Ante tanto amor, ¿cómo podemos permanecer insensibles?, ¿cómo podemos caminar de espaldas a Dios?, ¿cómo podemos vivir una vida tan mediocre y tranquila?, ¿cómo podemos olvidar a quien tanto nos ama? No hay respuesta adecuada. Sólo cabría decir que somos unos pobres egoístas, indignos de tanto amor. Y si al menos dijéramos eso, si al menos sintiéramos un poco de dolor de amor herido, si al menos derramáramos alguna lágrima de arrepentimiento. Dios nos ama y cuando seamos conscientes de este amor podremos enfrentar sin miedo cualquier adversidad que se nos presente en la vida.
El Evangelio de San Marcos, nos ha presentado el episodio de la Transfiguración de Jesús. Superada la prueba del desierto, Jesús asciende a lo alto de una montaña para orar y se escucha la voz de Dios que dice: “Este es mi Hijo, el amado; escuchadlo”.
Las personas ya no tenemos tiempo para escuchar. Nos resulta difícil acercarnos en silencio, con calma y sin prejuicios al corazón del otro para escuchar el mensaje que toda persona nos puede comunicar. Se diría que al hombre contemporáneo se le está olvidando el arte de escuchar.
También a los cristianos se nos ha olvidado que ser creyente es vivir escuchando a Jesús. Sólo desde la escucha nace la verdadera fe. Si comenzamos a escuchar de verdad a Dios, podemos estar seguros que estamos en el camino correcto para alcanzar la salvación.
La experiencia de escuchar a Jesús puede ser sorprendente. Su persona se nos escapa. Sentimos que nos arranca de nuestras falsas seguridades y nos damos cuenta que Jesús quiere conducirnos hacia la verdad última de la vida. Una verdad que no queremos aceptar.
Escuchar y encontrarse con Jesús es descubrir, por fin, a alguien que dice la verdad. Alguien que sabe por qué vivir y por qué morir. Más aún. Alguien que es la Verdad.

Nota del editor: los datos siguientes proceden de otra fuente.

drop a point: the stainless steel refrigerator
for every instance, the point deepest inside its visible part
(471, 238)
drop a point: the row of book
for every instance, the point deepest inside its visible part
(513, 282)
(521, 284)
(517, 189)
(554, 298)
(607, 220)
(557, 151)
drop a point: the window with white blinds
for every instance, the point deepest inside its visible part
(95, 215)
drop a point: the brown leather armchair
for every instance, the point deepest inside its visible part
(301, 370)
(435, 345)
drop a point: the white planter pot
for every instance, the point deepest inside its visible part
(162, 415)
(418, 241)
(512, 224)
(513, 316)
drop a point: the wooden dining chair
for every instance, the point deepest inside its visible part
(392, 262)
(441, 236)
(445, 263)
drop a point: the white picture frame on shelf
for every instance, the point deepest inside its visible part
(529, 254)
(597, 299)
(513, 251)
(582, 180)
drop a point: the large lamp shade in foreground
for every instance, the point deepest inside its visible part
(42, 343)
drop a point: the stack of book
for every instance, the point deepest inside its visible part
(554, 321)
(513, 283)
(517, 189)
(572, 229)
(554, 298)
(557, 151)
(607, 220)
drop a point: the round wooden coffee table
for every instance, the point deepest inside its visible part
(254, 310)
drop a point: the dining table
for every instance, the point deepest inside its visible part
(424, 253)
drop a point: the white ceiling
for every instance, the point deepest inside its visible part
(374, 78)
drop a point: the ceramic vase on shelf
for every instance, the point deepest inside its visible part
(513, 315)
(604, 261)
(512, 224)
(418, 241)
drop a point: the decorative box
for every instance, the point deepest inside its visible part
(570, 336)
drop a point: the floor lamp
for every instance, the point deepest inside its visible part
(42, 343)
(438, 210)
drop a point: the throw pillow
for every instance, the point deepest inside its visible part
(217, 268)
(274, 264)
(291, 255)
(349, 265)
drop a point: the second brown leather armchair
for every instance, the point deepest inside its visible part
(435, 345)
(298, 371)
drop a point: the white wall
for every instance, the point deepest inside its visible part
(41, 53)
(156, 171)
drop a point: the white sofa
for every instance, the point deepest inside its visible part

Entonces empieza a iluminarse nuestra vida con una luz nueva. Comenzamos a descubrir con Él y desde Él cuál es la manera más humana de enfrentarnos a los problemas de la vida y al misterio de la muerte. Nos damos cuenta dónde están las grandes equivocaciones y errores de nuestro vivir diario.
Escuchar a Jesús es darnos cuenta que ya no estamos solos. Alguien cercano y único nos libera una y otra vez del desaliento, el desgaste, la desconfianza o la huida. Alguien nos invita a buscar la felicidad de una manera nueva, confiando ilimitadamente en el Padre, a pesar de nuestros pecados.
¿Cómo responder hoy a esa invitación dirigida a los discípulos en la montaña de la transfiguración? “Este es mi Hijo, el amado; escuchadlo”. Quizás tengamos que empezar por pedirle a Dios: “Oh Dios, dame un corazón que sepa escuchar”.
Ojalá, pues, queridos hermanos, que siempre estemos dispuestos, como Abraham, como tantos otros, a escuchar a Cristo en esta cuaresma.